The shortest journey from Auckland to New York with Air New Zealand takes 18-and-a-half hours and includes a 90-minute layover in Houston. Investment professionals at NZ Super found time and distance too great an obstacle when looking for direct deals beyond their home market. But asking North American managers to make the same journey in reverse has become an integral part of the New Zealand sovereign wealth fund’s efforts to develop deeper relationships with portfolio GPs.

NZ Super is a big believer in separately managed accounts (SMAs) due to the flexibility they allow. The LP wants control over the allocation of capital and risk, whether that means having an opt-out that could cause reputational damage or being able to flex capacity up and down according to how it perceives the opportunity set. It also likes to include a provision requiring overseas managers to visit New Zealand at least once a year. The visitors don’t necessarily have to be private equity dealmakers: NZ Super is just as interested in having senior research personnel address its entire investment team on sectoral trends.

Communication and knowledge-sharing are a consistent theme when institutional investors from Australia and New Zealand discuss what they want from deeper relationships with GPs. Referring to thematic elements that crop up during the investment process, Will MacAulay, an investment manager responsible for private capital at HESTA, says: “The more we can bring those out in a systematic manner and apply them to other parts of the portfolio, the better.”

They also flag up secondments as a part of this extended dialogue.

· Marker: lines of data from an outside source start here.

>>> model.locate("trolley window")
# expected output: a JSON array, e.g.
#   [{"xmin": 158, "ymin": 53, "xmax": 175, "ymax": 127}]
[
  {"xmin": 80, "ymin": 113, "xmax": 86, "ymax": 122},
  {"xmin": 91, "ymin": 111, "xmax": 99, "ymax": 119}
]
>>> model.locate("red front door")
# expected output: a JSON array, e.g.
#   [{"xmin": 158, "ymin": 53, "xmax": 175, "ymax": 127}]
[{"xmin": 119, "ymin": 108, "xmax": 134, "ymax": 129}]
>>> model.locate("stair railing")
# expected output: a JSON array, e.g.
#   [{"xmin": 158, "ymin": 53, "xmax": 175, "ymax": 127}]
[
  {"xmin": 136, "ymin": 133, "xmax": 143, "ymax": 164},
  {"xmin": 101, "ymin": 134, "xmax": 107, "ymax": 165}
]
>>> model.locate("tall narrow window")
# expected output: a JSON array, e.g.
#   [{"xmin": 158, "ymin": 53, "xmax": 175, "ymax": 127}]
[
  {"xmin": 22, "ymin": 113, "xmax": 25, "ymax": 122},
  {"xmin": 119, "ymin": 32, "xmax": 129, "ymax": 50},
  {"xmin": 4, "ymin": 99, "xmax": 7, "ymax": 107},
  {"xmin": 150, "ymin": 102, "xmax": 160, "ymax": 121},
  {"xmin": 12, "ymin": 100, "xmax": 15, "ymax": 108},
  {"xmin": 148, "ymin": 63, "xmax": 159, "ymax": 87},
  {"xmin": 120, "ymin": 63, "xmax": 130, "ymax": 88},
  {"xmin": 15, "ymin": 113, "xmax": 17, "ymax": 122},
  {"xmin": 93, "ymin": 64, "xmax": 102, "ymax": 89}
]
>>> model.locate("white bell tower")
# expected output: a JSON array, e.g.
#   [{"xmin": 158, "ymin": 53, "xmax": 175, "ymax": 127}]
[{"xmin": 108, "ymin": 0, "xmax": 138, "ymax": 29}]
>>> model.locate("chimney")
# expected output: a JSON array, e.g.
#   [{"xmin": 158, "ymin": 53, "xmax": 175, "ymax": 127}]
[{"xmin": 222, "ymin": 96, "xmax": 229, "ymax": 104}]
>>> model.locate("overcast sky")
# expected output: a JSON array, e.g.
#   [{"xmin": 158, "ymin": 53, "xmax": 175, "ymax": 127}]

Spending time on the ground with portfolio GPs can be an important educational exercise for junior members of investment teams. But there’s also a sense that it contributes to a broader understanding of the manager. To put it another way, the more touchpoints LP has with GP, the better.

Australia is something of an anomaly within the global institutional investor community. It is the world’s fourth-largest pension market with A$3 trillion ($2 trillion) in assets yet the average allocation to private capital fell from 12% to 4% between 2013 and 2016, despite outperforming all other asset classes. The discrepancy exists largely because more attention is directed to the fees external managers earn than to the returns they produce. Co-investment can help bring down the cost of private equity, but LPs need to find a way to get exposure to the asset class that works for them.

While the trend among larger players is to bring more investment capabilities in-house, private equity is the most complicated and expensive to master, and therefore often the last to be addressed. But if LPs want to build co-investment programs that amount to more than outsourced arrangements – which may do little to address risk and cost concerns – address it they must. Several superannuation funds are bulking up their teams with professionals who have experience in this area. Talent doesn’t come cheap, though, which means it is difficult to do anything global in scope and meaningful in scale.

NZ Super makes for an instructive example. The group started consolidating GP relationships several years before most of its Australian peers and ended up trying to dispense with the third-party manager model completely and pursue deals on a solo basis. Being so far away from most of the target assets proved challenging – for example, NZ Super was shown deals but feared adverse selection because there was no relationship at fund level. Last year the international direct team was disbanded.

“You could say that after consolidation and the attempt at internalization, we are now back full circle and looking at our options in terms of new GP relationships and how we can do more of a co-investment model,” says Hamish Blackman, portfolio manager for external investments and partnerships at NZ Super. The emphasis on deeper, more holistic manager relationships by Australian LPs suggests they aren’t bold enough to believe that embarking on a similar endeavor would deliver a different outcome.